Ao perder um dente, não importa a causa, o osso ao seu redor também é reduzido, como parte de um processo fisiológico. E essa reabsorção óssea vai acontecendo com o passar do tempo, primeiro em largura, depois em altura, até que na região desdentada fique um defeito ósseo muito grande e que pode interferir na colocação do implante.

É um processo lento, mas se o motivo da perda do dente for patológico (problema periodontal, infecções, etc..) ou traumático (uma fratura, por exemplo), este acontece de forma muito rápida, em questão de poucas semanas ou meses, criando uma grande dificuldade para reabilitação através de implantes osseointegrados.

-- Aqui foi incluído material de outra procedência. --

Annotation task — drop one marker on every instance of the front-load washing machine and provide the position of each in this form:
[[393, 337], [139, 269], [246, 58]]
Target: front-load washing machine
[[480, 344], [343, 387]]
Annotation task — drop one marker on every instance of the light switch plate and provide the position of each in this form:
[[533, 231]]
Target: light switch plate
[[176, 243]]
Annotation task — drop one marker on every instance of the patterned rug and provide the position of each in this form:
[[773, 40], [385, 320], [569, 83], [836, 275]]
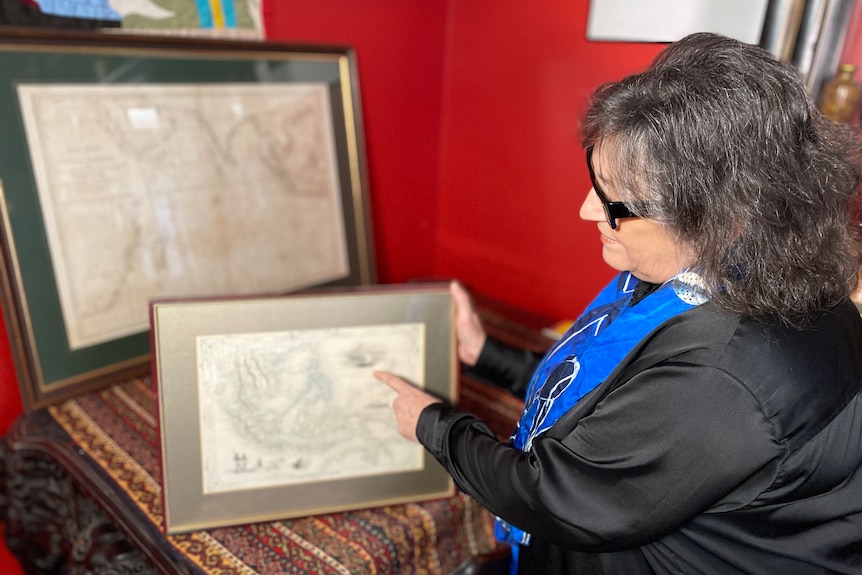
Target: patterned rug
[[117, 428]]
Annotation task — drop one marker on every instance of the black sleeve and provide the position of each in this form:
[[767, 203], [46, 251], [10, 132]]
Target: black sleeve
[[670, 443], [505, 366]]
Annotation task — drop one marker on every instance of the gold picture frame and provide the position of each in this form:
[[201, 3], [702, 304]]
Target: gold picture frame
[[268, 408], [138, 167]]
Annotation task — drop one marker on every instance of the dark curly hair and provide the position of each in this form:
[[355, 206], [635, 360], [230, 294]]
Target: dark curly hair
[[720, 142]]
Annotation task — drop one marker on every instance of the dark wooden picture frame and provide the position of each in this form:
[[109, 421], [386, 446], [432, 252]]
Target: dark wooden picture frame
[[49, 369]]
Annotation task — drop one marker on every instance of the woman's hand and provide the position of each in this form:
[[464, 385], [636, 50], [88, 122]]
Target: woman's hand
[[469, 332], [408, 404]]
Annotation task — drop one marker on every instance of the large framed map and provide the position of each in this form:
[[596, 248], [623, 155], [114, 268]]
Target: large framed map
[[139, 167], [268, 408]]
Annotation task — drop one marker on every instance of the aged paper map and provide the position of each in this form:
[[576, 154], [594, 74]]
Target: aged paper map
[[181, 190], [289, 407]]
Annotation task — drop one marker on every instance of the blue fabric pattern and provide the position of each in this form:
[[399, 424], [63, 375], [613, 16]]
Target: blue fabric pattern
[[583, 357]]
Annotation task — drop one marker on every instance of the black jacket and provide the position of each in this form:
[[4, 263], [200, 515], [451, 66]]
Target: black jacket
[[718, 445]]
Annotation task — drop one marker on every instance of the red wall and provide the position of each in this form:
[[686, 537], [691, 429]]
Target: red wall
[[513, 174]]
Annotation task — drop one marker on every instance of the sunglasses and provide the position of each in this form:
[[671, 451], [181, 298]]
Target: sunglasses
[[613, 210]]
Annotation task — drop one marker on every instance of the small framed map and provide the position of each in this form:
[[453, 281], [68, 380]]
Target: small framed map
[[144, 167], [268, 408]]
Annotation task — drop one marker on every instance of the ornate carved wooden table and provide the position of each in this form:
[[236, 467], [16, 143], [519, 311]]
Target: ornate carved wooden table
[[79, 486]]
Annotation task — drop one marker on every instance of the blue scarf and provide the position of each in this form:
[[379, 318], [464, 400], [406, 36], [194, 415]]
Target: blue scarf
[[587, 353]]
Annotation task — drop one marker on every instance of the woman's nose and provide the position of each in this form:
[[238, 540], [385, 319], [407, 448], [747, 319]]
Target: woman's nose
[[591, 208]]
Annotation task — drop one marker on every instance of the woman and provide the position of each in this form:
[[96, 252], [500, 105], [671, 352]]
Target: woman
[[704, 415]]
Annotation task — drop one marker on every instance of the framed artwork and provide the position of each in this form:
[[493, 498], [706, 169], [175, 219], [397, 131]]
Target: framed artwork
[[144, 167], [268, 408]]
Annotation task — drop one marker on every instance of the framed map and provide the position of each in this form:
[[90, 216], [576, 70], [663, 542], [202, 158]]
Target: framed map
[[137, 168], [268, 408]]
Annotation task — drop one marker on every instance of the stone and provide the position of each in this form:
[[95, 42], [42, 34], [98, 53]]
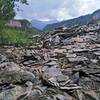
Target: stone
[[91, 94], [12, 94], [12, 73]]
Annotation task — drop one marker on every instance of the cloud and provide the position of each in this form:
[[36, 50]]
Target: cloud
[[57, 9]]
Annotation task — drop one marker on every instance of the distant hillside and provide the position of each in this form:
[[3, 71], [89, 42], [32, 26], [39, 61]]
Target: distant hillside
[[76, 21], [23, 25], [41, 24]]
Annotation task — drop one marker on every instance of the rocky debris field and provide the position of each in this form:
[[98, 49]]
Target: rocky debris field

Para evitar as perdas ósseas o paciente deve manter sua saúde bucal sempre em ordem, e no caso de qualquer alteração buscar um profissional que irá indicar tratamentos que poderão preveni-la.

Justamente neste momento é que entram os tratamentos com enxertos, visando restituir, mesmo que em parte, a perda óssea gerada pela remoção do dente. Há inúmeros tipos e modalidades de enxerto, desde os originados pelo próprio paciente, até os artificiais, que simulam a qualidade do osso perdido. A escolha cabe ao profissional durante seu processo de planejamento de cada caso.